イエス様は、その叫び声を聞きました。そして、心動かされ祈り終わると、その憐れみをもって、大声で「祭司たちの所に行って体を見せなさい」と言います。この時イエス様は神様にこの10人の癒しを祈りました。レビ記13章には、重い皮膚病を患った人の診断は、祭司の仕事だと規定されています。良くなった時、祭司が清くなったのか、まだ隔離が必要なのかを判断するわけです。もちろん、清いとの診断があれば、普通の生活にもどれます。この10人は、その律法を知っていますから、「癒される」と信じて、祭司の所に向かいます。そして、イエス様の言葉を信じた10人は癒されたのです。
さて、彼らの苦しみと叫びを見て 憐れんだイエス様ですが、彼らが癒された後のことをも心配しました。実際10人癒して、何人が神様と共に歩むようになるのだろうか? イエス様が神様に祈ったのは、病の癒しだけではありません。イエス様は、神様を信じる信仰を持ってほしかったのです。

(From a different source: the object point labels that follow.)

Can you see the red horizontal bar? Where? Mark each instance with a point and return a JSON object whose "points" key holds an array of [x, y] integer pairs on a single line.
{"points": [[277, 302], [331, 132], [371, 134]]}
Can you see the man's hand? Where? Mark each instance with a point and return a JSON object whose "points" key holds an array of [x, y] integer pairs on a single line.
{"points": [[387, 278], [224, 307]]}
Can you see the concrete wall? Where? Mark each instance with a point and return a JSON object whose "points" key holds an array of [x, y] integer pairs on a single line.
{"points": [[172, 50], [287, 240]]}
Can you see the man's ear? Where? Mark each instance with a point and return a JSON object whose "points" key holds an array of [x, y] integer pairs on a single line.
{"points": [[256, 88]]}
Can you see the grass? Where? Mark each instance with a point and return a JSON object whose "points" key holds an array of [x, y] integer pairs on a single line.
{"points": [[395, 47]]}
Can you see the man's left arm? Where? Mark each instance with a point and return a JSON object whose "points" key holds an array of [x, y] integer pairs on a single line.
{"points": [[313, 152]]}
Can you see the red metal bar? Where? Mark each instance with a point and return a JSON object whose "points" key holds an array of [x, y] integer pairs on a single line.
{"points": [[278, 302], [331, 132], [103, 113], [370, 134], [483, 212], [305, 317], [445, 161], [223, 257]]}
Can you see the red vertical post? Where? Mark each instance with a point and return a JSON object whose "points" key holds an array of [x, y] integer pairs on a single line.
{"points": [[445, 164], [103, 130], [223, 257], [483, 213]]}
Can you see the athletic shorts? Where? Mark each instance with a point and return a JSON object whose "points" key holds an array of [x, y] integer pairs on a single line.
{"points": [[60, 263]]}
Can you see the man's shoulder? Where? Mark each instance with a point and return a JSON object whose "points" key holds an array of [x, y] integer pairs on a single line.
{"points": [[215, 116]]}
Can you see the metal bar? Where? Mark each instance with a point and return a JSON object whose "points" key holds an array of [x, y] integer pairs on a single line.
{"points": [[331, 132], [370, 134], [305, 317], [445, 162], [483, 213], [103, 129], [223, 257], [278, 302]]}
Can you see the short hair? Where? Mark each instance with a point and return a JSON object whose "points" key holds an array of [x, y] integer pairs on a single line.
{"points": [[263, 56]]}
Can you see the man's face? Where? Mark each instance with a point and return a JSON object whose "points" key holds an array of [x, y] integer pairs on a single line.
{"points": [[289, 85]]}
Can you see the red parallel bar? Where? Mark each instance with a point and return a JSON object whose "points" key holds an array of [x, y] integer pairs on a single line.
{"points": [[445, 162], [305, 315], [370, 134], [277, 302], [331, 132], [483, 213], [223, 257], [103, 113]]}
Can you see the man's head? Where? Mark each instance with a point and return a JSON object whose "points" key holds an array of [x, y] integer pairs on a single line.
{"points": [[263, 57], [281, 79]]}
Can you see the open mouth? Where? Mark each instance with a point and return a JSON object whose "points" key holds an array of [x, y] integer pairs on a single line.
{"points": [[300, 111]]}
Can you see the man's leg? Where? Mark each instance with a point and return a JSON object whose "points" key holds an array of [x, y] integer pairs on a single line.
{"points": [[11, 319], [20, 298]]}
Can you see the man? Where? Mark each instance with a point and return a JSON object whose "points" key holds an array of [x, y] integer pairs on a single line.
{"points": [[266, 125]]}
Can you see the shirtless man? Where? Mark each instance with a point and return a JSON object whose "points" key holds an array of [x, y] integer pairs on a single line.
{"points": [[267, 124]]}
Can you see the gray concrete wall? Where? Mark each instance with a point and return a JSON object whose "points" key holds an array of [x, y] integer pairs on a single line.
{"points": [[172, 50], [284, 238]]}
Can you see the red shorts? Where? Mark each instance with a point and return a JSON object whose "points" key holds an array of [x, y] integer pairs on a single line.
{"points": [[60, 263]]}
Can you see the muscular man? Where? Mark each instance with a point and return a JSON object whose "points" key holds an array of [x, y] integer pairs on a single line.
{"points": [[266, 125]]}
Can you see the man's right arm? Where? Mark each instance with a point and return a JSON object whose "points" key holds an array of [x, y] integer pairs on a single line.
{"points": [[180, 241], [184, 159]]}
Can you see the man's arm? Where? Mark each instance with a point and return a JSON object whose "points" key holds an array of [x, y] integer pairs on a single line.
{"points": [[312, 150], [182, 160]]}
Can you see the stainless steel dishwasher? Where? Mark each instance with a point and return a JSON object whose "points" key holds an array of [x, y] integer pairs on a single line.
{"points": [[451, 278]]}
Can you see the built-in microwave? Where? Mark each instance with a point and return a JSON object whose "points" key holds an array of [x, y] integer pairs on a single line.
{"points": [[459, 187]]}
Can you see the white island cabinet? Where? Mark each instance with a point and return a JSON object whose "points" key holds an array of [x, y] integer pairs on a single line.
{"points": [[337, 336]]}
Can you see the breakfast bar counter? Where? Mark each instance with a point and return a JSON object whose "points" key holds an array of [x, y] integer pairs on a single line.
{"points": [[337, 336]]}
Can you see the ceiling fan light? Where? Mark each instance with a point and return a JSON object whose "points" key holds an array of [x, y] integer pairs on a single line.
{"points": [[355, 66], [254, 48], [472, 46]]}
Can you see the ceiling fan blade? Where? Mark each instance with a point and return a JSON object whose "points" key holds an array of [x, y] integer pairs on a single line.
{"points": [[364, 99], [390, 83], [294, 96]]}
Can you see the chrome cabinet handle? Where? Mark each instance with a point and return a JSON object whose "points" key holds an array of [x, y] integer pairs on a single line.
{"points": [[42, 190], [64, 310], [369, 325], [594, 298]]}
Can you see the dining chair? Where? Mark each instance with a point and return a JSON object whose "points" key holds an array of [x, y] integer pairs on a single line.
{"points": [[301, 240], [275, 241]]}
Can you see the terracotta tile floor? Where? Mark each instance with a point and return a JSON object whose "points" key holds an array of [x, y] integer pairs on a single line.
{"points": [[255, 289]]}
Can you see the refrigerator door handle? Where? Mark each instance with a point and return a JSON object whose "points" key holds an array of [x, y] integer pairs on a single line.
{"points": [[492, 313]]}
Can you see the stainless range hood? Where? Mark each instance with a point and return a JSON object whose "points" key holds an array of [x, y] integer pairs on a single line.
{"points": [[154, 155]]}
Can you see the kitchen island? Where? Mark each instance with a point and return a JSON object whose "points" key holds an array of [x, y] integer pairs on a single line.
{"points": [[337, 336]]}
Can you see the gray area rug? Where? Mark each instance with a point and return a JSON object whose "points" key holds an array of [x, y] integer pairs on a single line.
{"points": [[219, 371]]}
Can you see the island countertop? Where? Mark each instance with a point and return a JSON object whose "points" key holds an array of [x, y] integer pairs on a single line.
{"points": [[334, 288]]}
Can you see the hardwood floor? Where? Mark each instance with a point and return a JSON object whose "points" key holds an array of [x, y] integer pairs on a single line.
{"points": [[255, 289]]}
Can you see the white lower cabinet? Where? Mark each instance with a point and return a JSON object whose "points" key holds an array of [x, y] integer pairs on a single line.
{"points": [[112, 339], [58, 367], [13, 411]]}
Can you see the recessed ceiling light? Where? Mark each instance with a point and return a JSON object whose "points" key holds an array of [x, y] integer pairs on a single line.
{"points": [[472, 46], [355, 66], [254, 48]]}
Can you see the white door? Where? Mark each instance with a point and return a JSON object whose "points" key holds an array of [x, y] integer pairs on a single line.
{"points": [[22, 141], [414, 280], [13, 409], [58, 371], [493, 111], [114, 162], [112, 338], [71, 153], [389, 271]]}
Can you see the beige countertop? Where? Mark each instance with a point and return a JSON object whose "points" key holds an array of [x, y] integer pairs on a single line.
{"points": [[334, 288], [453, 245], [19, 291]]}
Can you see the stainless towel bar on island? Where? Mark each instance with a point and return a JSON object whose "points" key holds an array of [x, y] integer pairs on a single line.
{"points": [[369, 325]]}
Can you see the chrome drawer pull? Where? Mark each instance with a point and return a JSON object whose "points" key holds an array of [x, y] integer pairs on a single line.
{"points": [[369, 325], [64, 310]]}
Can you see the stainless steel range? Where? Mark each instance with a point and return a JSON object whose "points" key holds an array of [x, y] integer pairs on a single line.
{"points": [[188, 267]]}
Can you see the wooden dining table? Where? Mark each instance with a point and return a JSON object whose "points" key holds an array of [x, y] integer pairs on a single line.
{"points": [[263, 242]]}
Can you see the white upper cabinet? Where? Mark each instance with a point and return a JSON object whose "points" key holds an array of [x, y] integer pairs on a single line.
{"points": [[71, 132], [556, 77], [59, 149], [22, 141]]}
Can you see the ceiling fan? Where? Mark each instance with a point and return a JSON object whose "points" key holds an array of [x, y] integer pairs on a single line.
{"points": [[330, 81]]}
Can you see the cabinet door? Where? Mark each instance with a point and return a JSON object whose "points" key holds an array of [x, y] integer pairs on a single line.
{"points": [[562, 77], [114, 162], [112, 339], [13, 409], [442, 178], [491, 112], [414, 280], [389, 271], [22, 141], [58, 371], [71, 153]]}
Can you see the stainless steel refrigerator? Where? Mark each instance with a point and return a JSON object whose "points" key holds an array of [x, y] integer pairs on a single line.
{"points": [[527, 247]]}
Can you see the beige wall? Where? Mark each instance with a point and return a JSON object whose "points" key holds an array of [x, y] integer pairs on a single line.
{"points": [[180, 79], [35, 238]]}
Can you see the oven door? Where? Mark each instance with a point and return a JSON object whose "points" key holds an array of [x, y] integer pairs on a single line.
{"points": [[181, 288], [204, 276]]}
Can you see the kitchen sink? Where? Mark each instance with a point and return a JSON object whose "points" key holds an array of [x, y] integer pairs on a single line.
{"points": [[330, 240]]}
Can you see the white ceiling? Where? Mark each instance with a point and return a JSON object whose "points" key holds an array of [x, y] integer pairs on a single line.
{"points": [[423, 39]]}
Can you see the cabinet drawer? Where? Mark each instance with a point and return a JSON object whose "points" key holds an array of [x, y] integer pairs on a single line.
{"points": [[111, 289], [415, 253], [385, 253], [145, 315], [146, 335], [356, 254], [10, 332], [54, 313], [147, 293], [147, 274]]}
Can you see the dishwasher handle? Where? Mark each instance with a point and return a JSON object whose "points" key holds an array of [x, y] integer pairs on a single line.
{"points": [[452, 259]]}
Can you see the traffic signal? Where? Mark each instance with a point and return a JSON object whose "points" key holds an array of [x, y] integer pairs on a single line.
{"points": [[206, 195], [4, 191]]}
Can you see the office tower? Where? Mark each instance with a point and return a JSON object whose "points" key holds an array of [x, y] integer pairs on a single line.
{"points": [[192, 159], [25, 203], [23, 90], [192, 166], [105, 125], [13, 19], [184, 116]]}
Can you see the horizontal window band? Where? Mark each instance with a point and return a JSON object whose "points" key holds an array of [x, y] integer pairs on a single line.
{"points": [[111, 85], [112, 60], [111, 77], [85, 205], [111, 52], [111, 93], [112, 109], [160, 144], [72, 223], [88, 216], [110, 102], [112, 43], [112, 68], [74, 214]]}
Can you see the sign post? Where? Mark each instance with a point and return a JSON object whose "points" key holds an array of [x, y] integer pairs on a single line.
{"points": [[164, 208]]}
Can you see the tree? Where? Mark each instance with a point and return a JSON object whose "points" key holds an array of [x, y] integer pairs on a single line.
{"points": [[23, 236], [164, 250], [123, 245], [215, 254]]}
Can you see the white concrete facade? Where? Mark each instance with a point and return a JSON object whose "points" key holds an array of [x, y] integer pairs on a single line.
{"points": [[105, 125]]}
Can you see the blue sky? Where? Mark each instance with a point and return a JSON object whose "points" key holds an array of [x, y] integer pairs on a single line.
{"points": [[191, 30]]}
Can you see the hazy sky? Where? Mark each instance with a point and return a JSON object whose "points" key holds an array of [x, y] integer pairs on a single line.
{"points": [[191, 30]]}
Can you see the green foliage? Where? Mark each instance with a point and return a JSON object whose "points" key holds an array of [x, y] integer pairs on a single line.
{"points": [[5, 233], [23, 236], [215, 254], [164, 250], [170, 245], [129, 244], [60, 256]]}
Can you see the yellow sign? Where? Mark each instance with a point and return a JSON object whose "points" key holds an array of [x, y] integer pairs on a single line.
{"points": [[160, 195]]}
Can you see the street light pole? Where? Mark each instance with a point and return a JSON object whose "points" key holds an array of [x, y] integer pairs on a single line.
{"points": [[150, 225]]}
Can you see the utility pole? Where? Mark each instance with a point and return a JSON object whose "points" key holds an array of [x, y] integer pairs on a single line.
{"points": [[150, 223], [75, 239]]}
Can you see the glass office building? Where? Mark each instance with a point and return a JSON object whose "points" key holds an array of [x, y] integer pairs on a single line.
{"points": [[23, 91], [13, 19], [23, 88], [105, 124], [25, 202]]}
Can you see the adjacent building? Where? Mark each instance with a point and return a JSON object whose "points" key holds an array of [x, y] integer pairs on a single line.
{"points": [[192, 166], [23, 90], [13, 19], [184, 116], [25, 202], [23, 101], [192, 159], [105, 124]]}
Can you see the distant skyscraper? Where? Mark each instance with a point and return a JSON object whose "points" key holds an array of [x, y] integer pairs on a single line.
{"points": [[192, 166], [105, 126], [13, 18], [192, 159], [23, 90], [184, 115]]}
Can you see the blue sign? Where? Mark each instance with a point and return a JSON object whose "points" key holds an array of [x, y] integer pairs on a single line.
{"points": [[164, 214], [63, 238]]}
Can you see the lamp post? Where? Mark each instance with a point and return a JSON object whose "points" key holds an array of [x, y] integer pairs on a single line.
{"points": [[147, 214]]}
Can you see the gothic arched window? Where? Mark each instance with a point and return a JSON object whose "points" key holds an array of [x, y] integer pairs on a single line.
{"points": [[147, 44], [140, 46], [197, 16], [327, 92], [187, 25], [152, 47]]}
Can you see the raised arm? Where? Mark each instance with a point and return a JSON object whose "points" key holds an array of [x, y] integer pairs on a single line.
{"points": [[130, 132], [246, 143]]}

『17:15 その中の一人は、自分がいやされたのを知って、大声で神を賛美しながら戻って来た。17:16 そして、イエスの足もとにひれ伏して感謝した。この人はサマリア人だった。』
先ほども触れましたが、サマリア人とは、イスラエルとアッシリアの混血の異教徒でした。その一人が、大声でユダヤの神様を賛美して、イエス様の所に戻ってきたのです。ほかの9人は、助けをお願いするときは、必死に叫んですが・・・それなのに、・・・願いがかなえられていまうと・・・神様のことは忘れたのでしょうか?。そんな時の、奇跡です。一人だけが信仰を頂いて、イエス様にひれ伏して感謝しました。そのサマリア人は、イエス様を信じそして共に歩むものとなったのです。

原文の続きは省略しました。